Las diferencias que realmente importan en un vuelo largo
Pasadas las primeras horas de vuelo, lo que marca la diferencia no es el tamaño de la pantalla ni los cubiertos de metal. Es el cuerpo. La posibilidad de estirar las piernas sin golpear al de delante cambia la ecuación del sueño por completo, y quienes hayan llegado alguna vez a Nueva York o a Ciudad de México después de diez horas en turista saben perfectamente de qué hablo: ese estado entre el zombie y el sonámbulo que puede durar el primer día entero.
El embarque prioritario es otro de esos pequeños placeres que resultan más prácticos de lo que parecen. Poder colocar el equipaje de mano sin la angustia de si habrá hueco, sentarse tranquilamente mientras el resto del avión se llena, tener unos minutos para organizarte antes del despegue. Insignificante en apariencia, pero quien viaja seguido sabe que ese margen de calma vale mucho al inicio de un vuelo largo.
La atención a bordo también cambia. No porque el personal de turista haga mal su trabajo, sino porque la ratio de pasajeros por auxiliar de vuelo es diferente. En premium economy hay menos gente y más servicio per cápita, lo que se traduce en menos esperas y más atención cuando la necesitas.
¿Para quién tiene sentido de verdad?
No para todo el mundo ni en todo viaje.
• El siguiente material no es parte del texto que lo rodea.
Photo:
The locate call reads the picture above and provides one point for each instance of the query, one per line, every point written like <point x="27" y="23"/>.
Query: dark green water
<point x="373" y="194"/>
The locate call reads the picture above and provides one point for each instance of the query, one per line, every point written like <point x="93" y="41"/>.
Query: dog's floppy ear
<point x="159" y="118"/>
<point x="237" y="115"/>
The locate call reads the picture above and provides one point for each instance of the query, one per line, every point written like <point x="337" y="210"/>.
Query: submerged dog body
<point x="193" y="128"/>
Esa es la respuesta honesta. Un vuelo de dos horas a Londres no justifica el gasto. Un vuelo nocturno de doce horas a Bangkok, quizás sí. La lógica tiene que partir de la duración del vuelo, de lo que te espera al llegar y de cuánto valoras llegar descansado.
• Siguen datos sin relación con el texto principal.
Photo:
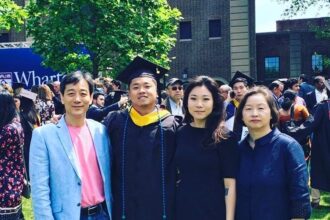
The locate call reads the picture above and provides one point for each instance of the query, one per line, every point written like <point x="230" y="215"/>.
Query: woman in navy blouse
<point x="11" y="160"/>
<point x="272" y="182"/>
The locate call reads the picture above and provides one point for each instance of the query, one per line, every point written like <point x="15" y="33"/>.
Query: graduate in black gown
<point x="143" y="146"/>
<point x="206" y="157"/>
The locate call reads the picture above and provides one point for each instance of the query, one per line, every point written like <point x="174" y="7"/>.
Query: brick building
<point x="292" y="50"/>
<point x="215" y="38"/>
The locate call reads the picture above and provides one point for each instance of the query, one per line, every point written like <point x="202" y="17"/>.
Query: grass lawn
<point x="321" y="213"/>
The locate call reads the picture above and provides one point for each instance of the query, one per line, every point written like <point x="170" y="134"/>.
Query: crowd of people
<point x="91" y="149"/>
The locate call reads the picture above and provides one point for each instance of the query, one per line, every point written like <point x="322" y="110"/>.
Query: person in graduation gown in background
<point x="143" y="140"/>
<point x="207" y="156"/>
<point x="240" y="83"/>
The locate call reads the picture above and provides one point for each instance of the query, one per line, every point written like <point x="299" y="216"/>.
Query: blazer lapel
<point x="97" y="140"/>
<point x="64" y="136"/>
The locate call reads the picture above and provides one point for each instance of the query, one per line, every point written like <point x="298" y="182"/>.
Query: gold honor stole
<point x="143" y="120"/>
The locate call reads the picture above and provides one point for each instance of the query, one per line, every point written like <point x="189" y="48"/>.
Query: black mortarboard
<point x="17" y="85"/>
<point x="238" y="74"/>
<point x="173" y="81"/>
<point x="141" y="67"/>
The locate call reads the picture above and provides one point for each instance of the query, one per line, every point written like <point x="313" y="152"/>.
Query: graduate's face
<point x="200" y="103"/>
<point x="240" y="89"/>
<point x="76" y="99"/>
<point x="256" y="113"/>
<point x="143" y="92"/>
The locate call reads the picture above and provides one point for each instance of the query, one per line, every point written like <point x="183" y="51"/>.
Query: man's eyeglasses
<point x="174" y="88"/>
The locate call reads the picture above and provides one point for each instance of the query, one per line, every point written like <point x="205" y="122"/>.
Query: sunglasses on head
<point x="174" y="88"/>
Lo que me quedó claro después de aquella primera vez es que la premium economy resuelve exactamente el problema que tiene la turista en rutas largas: el cuerpo. No te da el glamour de la business ni el champán de bienvenida, pero te devuelve algo que el avión moderno le quitó al viajero común: la posibilidad de llegar sintiéndote persona. Y a veces eso es suficiente para que la ecuación cambie de signo.
La pregunta que me hago ahora, con cierta ironía, es cuántos viajes largos en turista me habría ahorrado si hubiera explorado antes estas opciones. O quizás la pregunta más interesante es otra: ¿hay algún destino que tengas pendiente que justifique, por fin, cruzar esa cortina?